Revenue forecasting is another area where WMG has introduced AI alongside its existing finance team. “Now we can start comparing who’s getting closer and who’s right. It just makes us better at managing our business.”
Perhaps the most concrete example Kyncl offered was an automated music video QA tool. “Today, and to this day, we’ve been doing it using people. Now with AI, it’s 1/10 of the cost, 1/10 of the time, and it’s super fast and high quality.”
He described how the tool, built for catalog, has begun migrating organically to frontline teams — artists delivering a music video two hours before release can now be accommodated in a way that previously wasn’t feasible.
4. Kyncl argues there is a ‘return to scale’ in music — and that labels are more important, not less
Running through Kyncl’s remarks was a direct rebuttal of any argument that AI and democratized distribution diminish the role of major labels.

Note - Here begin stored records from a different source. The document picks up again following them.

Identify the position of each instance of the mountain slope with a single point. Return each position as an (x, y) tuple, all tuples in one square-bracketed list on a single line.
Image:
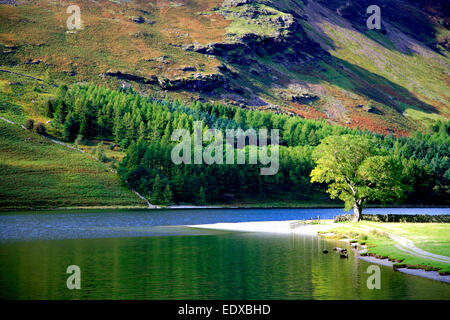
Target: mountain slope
[(315, 59), (36, 173)]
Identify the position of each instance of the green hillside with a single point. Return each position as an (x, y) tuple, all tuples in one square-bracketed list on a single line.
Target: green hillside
[(36, 173)]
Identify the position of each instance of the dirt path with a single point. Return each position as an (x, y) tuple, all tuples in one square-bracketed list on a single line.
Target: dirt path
[(20, 74), (408, 246), (150, 206)]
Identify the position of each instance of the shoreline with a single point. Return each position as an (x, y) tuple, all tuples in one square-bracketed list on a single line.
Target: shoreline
[(433, 275), (283, 227), (278, 227), (194, 207)]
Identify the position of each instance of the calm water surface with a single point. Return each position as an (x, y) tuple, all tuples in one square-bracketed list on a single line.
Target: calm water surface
[(150, 255)]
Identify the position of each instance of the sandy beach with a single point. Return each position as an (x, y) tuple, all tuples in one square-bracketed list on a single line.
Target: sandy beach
[(282, 227)]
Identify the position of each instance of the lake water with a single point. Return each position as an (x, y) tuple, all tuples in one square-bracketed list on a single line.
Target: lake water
[(140, 254)]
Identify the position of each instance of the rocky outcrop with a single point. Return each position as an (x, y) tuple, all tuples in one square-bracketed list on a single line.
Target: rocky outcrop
[(131, 77), (198, 83)]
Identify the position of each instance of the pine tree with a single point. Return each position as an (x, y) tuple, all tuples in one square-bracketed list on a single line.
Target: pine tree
[(200, 198), (156, 196), (167, 196)]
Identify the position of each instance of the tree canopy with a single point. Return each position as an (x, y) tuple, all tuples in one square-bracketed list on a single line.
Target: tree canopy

“There is, in general, and this may be a contrarian view — but I think there’s a return to scale,” he said. “You need the scale of catalog. You need the scale to recruit people on the technical side. You need the scale to recruit people on the business development side. It is very hard to achieve all of these things within a smaller company.”
On the value proposition for artists specifically, Kyncl pointed to the discoverability problem in an era of abundant supply. “We live in a world of unlimited noise and noise that is increasing. So while on the one hand, democratised distribution gives everybody a voice; on the other hand, those voices are being lost in this tremendous noise. If you’re an artist that wants to succeed on a consistent basis, you need a global infrastructure of people and the technology underlying to help you actually achieve that and stay there.”
He also pushed back against the suggestion that WMG’s efficiency drive and headcount reductions had come at the cost of growth. “Everybody was telling me, this is not possible. You’re going to start cutting costs, you’re going to decelerate. And we’ve actually achieved the opposite.”
Kyncl attributed that outcome to a series of compounding changes rather than any single factor. “Talent is definitely one. Measurement is another — we built a lot of different ways to measure our impact and our outcomes, which we didn’t have before. It’s cadence of operations that contributes to that. No silver bullet, but simply said, great management team, combined with a much more strengthened infrastructure and a clear vision for the future on what to do and marching against it as one team.”